Initial soil pH affects the pH at which nitrification ceases due to self-induced acidification of microbial microsites

D. T. Strong, P. W. G. Sale and K. R. Helyar

Australian Journal of Soil Research 35(3) 565 - 570
Published: 1997

Abstract

The existence of microsites of low pH around active colonies of nitrifying soil bacteria has previously been suggested but has been difficult to verify. A study was undertaken to examine whether observed decreases in bulk soil pH that occur during nitrification are in accordance with the theory of acidified nitrification microsites. A red earth soil (sieved <2 mm) was retained at a pH of 5·3 or amended with KHCO3 to achieve a pH of 6·3. Ammonium [(NH4)2SO4] was added to the soils and they were incubated for 35 days. In both soils the pH dropped rapidly and severely limited further nitrification. The soil with the higher initial pH experienced limitations to nitrification at a pH which was 0·2 units higher than that of the soil with the lower initial pH. The explanation for this result is in terms of acidified nitrification microsites.
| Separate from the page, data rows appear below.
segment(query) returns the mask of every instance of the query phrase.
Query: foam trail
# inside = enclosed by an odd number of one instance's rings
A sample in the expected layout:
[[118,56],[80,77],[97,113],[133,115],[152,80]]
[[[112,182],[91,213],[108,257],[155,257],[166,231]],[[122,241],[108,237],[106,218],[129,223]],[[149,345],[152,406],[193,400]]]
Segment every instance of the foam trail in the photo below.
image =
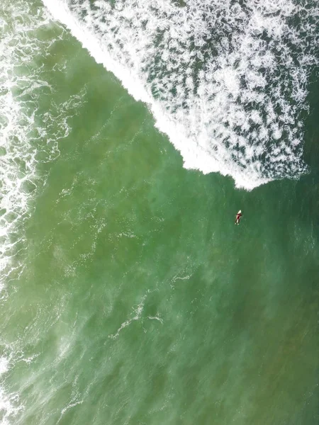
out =
[[[26,221],[33,200],[43,188],[46,175],[41,162],[59,154],[57,142],[69,132],[69,117],[82,102],[79,94],[67,101],[51,101],[55,87],[45,69],[45,57],[60,28],[52,33],[52,21],[43,7],[23,0],[2,0],[0,6],[0,298],[8,295],[11,278],[24,266],[28,249]],[[55,28],[56,29],[56,28]],[[45,37],[41,37],[41,31]],[[43,35],[43,33],[42,33]],[[39,36],[40,35],[40,36]],[[49,70],[50,71],[50,69]],[[58,71],[57,69],[55,72]],[[47,99],[50,101],[47,101]],[[45,106],[44,106],[45,105]],[[8,300],[2,302],[9,302]],[[5,326],[5,324],[2,324]],[[21,353],[0,339],[0,422],[16,423],[23,409],[19,395],[11,391],[7,376]]]
[[188,169],[237,187],[298,178],[319,5],[303,0],[43,0],[147,103]]
[[[23,267],[23,223],[31,213],[30,201],[43,187],[40,162],[59,155],[57,141],[69,133],[69,103],[41,100],[54,88],[45,79],[43,58],[55,38],[41,40],[37,31],[52,25],[43,8],[28,2],[6,0],[0,10],[0,293],[5,283]],[[61,29],[62,36],[64,30]],[[55,37],[56,35],[55,35]],[[14,260],[13,260],[14,259]],[[4,296],[2,292],[1,296]]]

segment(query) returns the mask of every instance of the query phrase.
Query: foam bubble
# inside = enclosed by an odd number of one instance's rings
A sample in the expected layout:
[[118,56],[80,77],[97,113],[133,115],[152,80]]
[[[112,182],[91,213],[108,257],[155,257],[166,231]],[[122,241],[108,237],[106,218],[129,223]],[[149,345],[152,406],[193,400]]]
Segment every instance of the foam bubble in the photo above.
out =
[[26,248],[23,223],[30,217],[31,200],[45,181],[38,164],[59,155],[57,141],[69,131],[68,110],[81,101],[83,94],[60,105],[49,102],[45,110],[41,108],[40,100],[50,96],[54,87],[40,64],[55,39],[42,40],[38,30],[50,28],[52,22],[43,8],[28,2],[4,0],[4,6],[0,21],[0,293],[5,282],[13,273],[18,276],[23,266],[23,260],[19,263],[13,258]]
[[318,63],[318,2],[43,3],[149,104],[186,168],[246,189],[306,171],[298,124]]

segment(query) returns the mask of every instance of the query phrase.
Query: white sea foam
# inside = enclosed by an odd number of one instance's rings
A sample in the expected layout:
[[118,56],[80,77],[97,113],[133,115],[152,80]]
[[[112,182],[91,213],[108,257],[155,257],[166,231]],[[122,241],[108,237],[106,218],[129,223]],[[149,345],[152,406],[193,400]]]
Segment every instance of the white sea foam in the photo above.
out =
[[[47,79],[45,55],[57,31],[43,8],[33,2],[2,0],[0,5],[0,298],[10,278],[23,267],[27,249],[25,222],[31,213],[31,201],[43,187],[46,176],[41,162],[59,155],[57,141],[67,135],[68,118],[81,94],[55,104],[55,88]],[[45,37],[39,37],[45,31]],[[62,28],[60,36],[65,30]],[[50,101],[46,102],[49,96]],[[43,103],[41,103],[43,102]],[[74,105],[75,103],[75,105]],[[47,105],[47,108],[43,104]],[[18,258],[20,259],[18,260]],[[5,301],[6,302],[8,301]],[[0,422],[16,423],[23,402],[10,390],[7,375],[17,361],[27,363],[13,348],[0,341]]]
[[150,106],[185,167],[246,189],[306,171],[299,121],[319,2],[43,1]]
[[[50,101],[47,109],[42,107],[40,99],[54,91],[43,72],[43,59],[55,38],[42,40],[37,31],[50,28],[52,23],[43,8],[23,0],[5,0],[1,6],[0,292],[13,272],[18,273],[23,268],[16,254],[26,249],[23,222],[30,214],[30,200],[45,179],[38,172],[38,164],[58,156],[57,141],[69,130],[67,111],[71,103],[74,108],[73,103],[80,101],[75,96],[60,105]],[[63,33],[61,28],[60,37]]]

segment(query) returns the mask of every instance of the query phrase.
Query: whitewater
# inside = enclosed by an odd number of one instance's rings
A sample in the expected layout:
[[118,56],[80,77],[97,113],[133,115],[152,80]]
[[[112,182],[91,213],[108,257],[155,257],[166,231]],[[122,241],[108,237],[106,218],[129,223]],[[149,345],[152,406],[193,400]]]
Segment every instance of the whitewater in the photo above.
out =
[[146,103],[186,169],[251,190],[298,178],[318,2],[43,0]]

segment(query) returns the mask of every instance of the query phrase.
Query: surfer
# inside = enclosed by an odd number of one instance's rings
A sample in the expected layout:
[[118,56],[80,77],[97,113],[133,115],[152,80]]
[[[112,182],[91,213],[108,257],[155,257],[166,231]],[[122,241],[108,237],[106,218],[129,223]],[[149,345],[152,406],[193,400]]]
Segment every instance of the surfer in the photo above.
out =
[[235,220],[235,225],[239,225],[240,224],[240,218],[241,218],[242,215],[242,210],[240,210],[238,211],[238,212],[237,213],[237,215],[236,215],[236,220]]

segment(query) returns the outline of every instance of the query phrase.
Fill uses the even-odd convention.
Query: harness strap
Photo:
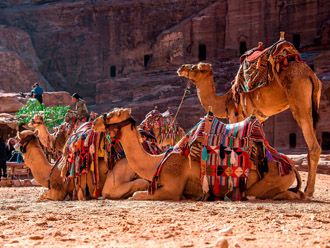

It is suggested that an active nitrifying colony may lower the pH within its immediate vicinity to a critical pH at which nitrification almost ceases. This critical pH achieved at the nitrification microsite is probably unrelated to the initial pH of the soil, but the pH of the soil matrix which is distant from the immediate influence of the nitrification microsite would remain at a pH closer to that of the soil initially. This less acidified region of the soil matrix would have an overriding influence on the measured pH of the bulk soil and account for the discrepancy between the measured pH of the two soils at the end of the incubation. These data provide further evidence that acidified nitrification microsites exist in soil, and that the measured soil pH is a poor estimate of the pH experienced by the microbial biomass.

Keywords: nitrification, acidification, microsites.